Criminal Justice Reform Week showcases “The If project”

Photo Courtesy of Theifproject.movie

As a part of the Criminal Justice Reform Week (CJRW), students from MOSAIC hosted a screening of the award-winning documentary “The If Project” this past Tuesday night.

The documentary follows the stories of several women incarcerated at the Washington Corrections Center for Women. “The If Project,” revolves around one central question: “If there was something someone could have said or done to prevent you from following the path that brought you here today, what would it have been?”

The event was spearheaded by Team Up, a task force from the MOSAIC group consisting of Alicia Rosenbaum ’18, Deniz Bengi ’18, Flannery Keenan ’18, Kimberly Manalang ’21 and Jonathan Sosa ’21.

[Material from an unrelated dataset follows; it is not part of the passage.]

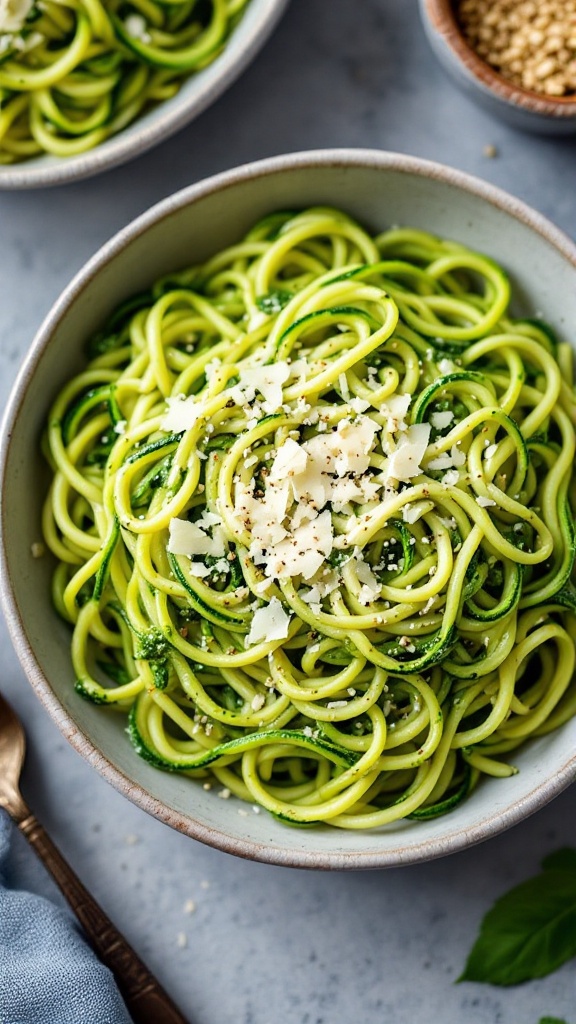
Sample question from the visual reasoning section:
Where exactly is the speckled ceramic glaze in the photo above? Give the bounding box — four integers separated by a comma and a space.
0, 0, 289, 188
419, 0, 576, 135
0, 150, 576, 868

Sosa helped lead the discussion following the viewing of the documentary. 

“Our team is focusing on bringing awareness to campus about the difficulties and issues within the criminal justice system, in addition to providing solutions and promoting open discussion,” Sosa said. “This year we were focusing on more concentrated areas…including women and local issues.”

“The If Project” began when Renata Abramson, an inmate at the Washington Corrections Center for Women, collected letters from some of her fellow prisoners and gave them to Detective Kim Bogucki. Bogucki was so moved by the humanizing effect the letters had that she began visiting with more frequency and collecting writings from more women.

According to “The If Project,” the project evolved into a full writing program, connecting the women in prison with other people in the community by sharing the stories and advice the imprisoned women wrote in schools and community centers across Seattle.

In addition to community involvement and intervention, another purpose of the program is promote introspection and reflection in the prisoners themselves. The writings are intended to alleviate the guilt and shame the prisoners have accumulated, with the ultimate goal of reducing recidivism.

Similarly, police involvement in the program is an effort to mollify prisoners’ relationships with the police force.

The program has since grown into a much larger national project. Writing workshops and youth programs are held in communities across the United States. Many former inmates that went through the program while incarcerated now speak in prisons and to members of the community as a part of the project.

One of the key issues that Team Up wanted to focus on was women in prison, a largely underrepresented portion of the population when considering that, according to the film, women are the fastest growing segment of the incarcerated population.

“Once I got on board here, I wanted to do The If Project because it emphasizes women, and how they have their own set of problems, different problems as compared to men,” Sosa said. “There are other factors that affect them, mainly the fact that they are moms. It is totally different when you separate a child from their mother.”

Students in the audience were largely supportive of the program and added their own insights to the issue.

“Instead of assigning mentors to the prisoners, it might be more effective to assign mentors to the youth in the area,” Cynthia Mikula ‘21 suggested. 

Some students criticized the long-term efficacy of the program and suggested a more comprehensive overhaul of the current system.

“When you look at the statistics for a prison, you just see it as a number, but this film gave a more personal view and gave you a view of how families of incarcerated people are affected,” Rheya Jain ‘21 said.